Here's a puzzle for you: Starbucks charges $7 to $9 for a drink that costs them maybe 50 cents to make at home prices, and $1.50 to $2 in actual ingredient costs. They just posted decent traffic growth in Q2, so demand is back. So why won't they cut prices?
The simple answer is that they're pricing like a luxury brand, not a volume business. But the math suggests that might be leaving money on the table.
Let's break down the unit economics, because this is where it gets interesting.
Product costs are about 31% of revenue. That means every drink has roughly 69% gross margin. Labor, rent, and that $500 million investment CEO Brian Niccol made to fix operations are all fixed costs. So the marginal cost of selling one more drink is basically just the ingredients.
If Starbucks dropped the price of a latte from $7 to $5, they'd still be making around $3 of contribution margin on something that costs them less than $2 to produce. And here's the key: there's a huge group of customers sitting on the sidelines right now choosing to make coffee at home because $7 feels like a decision, not a convenience purchase.
Drop that to $5, and a lot of those people come back. And because most of the cost base is already in place, those incremental orders are high-margin.
So why isn't Starbucks doing this?
Because they're worried about brand perception. Starbucks has spent years positioning itself as a premium experience. If they cut prices, they risk being seen as just another coffee shop. And once you train customers to expect lower prices, it's very hard to raise them again without a backlash.

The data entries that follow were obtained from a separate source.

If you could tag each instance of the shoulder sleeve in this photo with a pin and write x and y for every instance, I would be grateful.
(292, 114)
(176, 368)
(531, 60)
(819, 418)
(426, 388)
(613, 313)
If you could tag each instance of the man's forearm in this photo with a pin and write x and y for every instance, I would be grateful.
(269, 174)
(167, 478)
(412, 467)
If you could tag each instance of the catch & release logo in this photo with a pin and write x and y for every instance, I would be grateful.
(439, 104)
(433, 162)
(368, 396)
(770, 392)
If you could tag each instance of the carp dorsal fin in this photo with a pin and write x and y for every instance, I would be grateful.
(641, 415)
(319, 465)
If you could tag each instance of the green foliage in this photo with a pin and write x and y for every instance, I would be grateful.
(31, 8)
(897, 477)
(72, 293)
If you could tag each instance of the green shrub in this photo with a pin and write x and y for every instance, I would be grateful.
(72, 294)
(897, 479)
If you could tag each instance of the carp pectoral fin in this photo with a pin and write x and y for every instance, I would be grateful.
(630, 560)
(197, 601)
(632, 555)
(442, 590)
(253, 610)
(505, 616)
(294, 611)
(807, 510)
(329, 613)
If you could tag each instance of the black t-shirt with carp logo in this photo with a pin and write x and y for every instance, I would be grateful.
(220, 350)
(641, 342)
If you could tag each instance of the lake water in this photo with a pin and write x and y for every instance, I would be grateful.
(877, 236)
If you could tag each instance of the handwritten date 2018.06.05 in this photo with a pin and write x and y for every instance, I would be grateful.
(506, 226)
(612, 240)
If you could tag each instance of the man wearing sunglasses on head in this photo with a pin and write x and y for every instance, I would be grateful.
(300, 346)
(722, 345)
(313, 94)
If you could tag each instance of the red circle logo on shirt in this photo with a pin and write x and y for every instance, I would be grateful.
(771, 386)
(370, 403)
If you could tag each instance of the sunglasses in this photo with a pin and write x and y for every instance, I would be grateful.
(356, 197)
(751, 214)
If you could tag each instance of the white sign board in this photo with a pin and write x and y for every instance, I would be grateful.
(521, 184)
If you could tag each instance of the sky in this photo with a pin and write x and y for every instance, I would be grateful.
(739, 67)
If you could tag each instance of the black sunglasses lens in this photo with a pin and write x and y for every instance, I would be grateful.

There's also the question of whether price is really the problem. Q2 results showed transactions up 4.4% and ticket still growing 2.6%. That suggests the core customer base is back and willing to pay current prices. The issue is whether Starbucks is optimizing for current customers or total addressable market.
Right now, they're optimizing for current customers. They're maximizing revenue per visit from the people who are already coming in. That works great if you believe there's no meaningful growth left in traffic. But if there are millions of lapsed customers who would come back at a lower price point, you're missing a big opportunity.
Here's the other factor: competition. Dunkin' and local coffee shops are eating Starbucks' lunch on price. A $4 coffee at Dunkin' isn't as good as Starbucks, but it's good enough for a lot of people, especially when the alternative is $9.
Starbucks seems to be betting that they can win on experience and quality, not price. That's a fine strategy if your experience is noticeably better. But if you've been to a Starbucks lately, you know the experience isn't what it used to be. Lines are long, mobile orders clog the system, and the vibe is more transactional than experiential.
So they're charging luxury prices for what's increasingly a commodity product.
From an investment perspective, this is a test.
If Starbucks can maintain pricing power and keep growing traffic, the stock works. High prices and decent volume is the dream scenario, and it means margins stay fat.
But if traffic growth stalls and they're forced to cut prices later, margins compress and the stock gets hit. The time to cut prices is when you're in a position of strength, not when you're desperate.
The smarter move, at least from a unit economics standpoint, would be a modest price reduction on core items. Not a full-blown discount strategy, just enough to bring the price back into impulse-buy territory. $5 or $6 feels like a quick decision. $9 feels like you're weighing whether it's worth it.
But Starbucks management has decided to hold the line on pricing, at least for now. Maybe they're right. Maybe their brand is strong enough that people will keep paying premium prices. Or maybe they're overestimating their pricing power and underestimating how many customers they've already lost.
We'll find out in the next few quarters. If traffic growth slows again, the pricing strategy gets tested. If it keeps growing, Niccol looks like a genius.
Either way, this is a great case study in the difference between maximizing short-term revenue per customer and maximizing long-term total profit. Starbucks is betting on the former. The math suggests the latter might be the better play.